In Nepal, Tamrakars are spread all over the Kathmandu Valley, but are mostly concentrated in the heart of Patan, Kathmandu, Bhaktapur, Achham and Kailali.
Tamtas are now found in the United states as well, where some have married into the US-born Indian population.

==Traditional occupation==

Tamrakars are traditional coppersmiths who make household utensils of copper and brass according to the division of labour practiced from ancient times. Jewelry and ritual objects made of silver are other products. They are also known for making traditional musical instruments like the ponga and the payntah, long horns made of copper.
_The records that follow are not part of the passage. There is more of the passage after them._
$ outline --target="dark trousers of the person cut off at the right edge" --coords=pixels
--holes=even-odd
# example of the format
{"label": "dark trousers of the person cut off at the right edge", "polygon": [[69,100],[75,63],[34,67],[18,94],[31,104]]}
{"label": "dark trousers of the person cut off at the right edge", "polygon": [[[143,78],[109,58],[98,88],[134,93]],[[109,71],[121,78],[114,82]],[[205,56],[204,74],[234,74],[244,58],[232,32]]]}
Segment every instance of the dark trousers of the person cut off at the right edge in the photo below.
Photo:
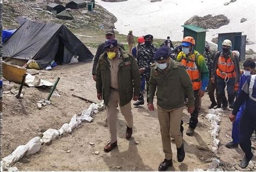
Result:
{"label": "dark trousers of the person cut off at the right edge", "polygon": [[256,117],[249,116],[245,113],[242,114],[240,121],[239,145],[245,152],[247,159],[251,159],[253,156],[251,136],[254,130],[256,130]]}

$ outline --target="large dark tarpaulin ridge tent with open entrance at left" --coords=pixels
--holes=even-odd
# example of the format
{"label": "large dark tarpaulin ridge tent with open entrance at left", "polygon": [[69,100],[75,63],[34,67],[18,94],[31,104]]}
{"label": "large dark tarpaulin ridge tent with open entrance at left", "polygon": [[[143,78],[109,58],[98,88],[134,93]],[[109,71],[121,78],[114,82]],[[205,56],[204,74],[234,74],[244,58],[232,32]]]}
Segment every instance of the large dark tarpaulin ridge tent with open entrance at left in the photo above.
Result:
{"label": "large dark tarpaulin ridge tent with open entrance at left", "polygon": [[91,61],[93,58],[89,49],[60,24],[28,20],[3,44],[4,58],[13,59],[16,61],[14,64],[19,65],[33,59],[41,69],[53,60],[69,63],[73,55],[79,57],[79,62]]}

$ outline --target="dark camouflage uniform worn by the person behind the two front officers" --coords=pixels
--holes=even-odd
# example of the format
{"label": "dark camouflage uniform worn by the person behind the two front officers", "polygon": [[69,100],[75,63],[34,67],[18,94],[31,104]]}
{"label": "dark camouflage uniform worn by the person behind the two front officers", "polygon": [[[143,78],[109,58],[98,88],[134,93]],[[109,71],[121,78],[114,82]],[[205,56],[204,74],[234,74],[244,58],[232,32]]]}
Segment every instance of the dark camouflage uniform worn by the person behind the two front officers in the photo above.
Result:
{"label": "dark camouflage uniform worn by the person behind the two front officers", "polygon": [[[142,46],[139,49],[138,55],[137,55],[137,61],[138,61],[138,67],[145,68],[144,73],[141,74],[141,78],[145,77],[146,80],[146,87],[147,87],[147,95],[149,95],[149,79],[150,79],[150,70],[151,70],[151,64],[156,62],[154,61],[154,53],[156,53],[157,48],[153,44],[150,46],[146,46],[145,44],[142,44]],[[144,101],[143,91],[139,92],[139,99],[138,101]]]}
Many Tamrakars of Kathmandu participated in the traditional Tibet trade, and used to operate shops in Lhasa in Tibet, Ladakh in India and other trade centers on the Silk Road.

==Culture==

The Tamrakars of Maru in Nepal have the task of playing the payntāh (long horn) during the Samyak festival, the greatest Newar Buddhist celebration which is held once every 12 years in Kathmandu and in which each Urāy caste has a duty.

During the Yenya festival (also known as Indra Jatra) held in Kathmandu, a Tamrakar family of Maru has the responsibility of bringing out the procession of the goddess Dagin (दागिं) (alternative name: Dagim). Similarly, a Tamrakar dancer from Maru plays the part of Daitya in sacred dances.

== Society ==
Tamrakars (mostly from Patan) have formed a society, "Tamrakar Samaj", consisting of 650+ members. Tamrakar Samaj organizes various social events like Bratabandha, Gupha Rakhne etc. as well as works actively in promotion of Tamrakar.

==History in Achhami Tamrakar==
In 1565 B.S Bharu malla #Mahendra malla son went to 24 state in nepal Than he was lived at jumla place and He occupied the kingdom of Jumla . his son bhiya malla was born than his gemeration was rule in jumla state Shaki malla and Ashaki malla rule in state.But
His son did not like this place and went to Achham district. He fell in love with a low caste girl. After the king of Achham found out, he brought down the tribe of Devau and kept Tamata. All societies called Tamata and her surname became Tamata.
Devau's son Ratan Motena went and stayed in that village.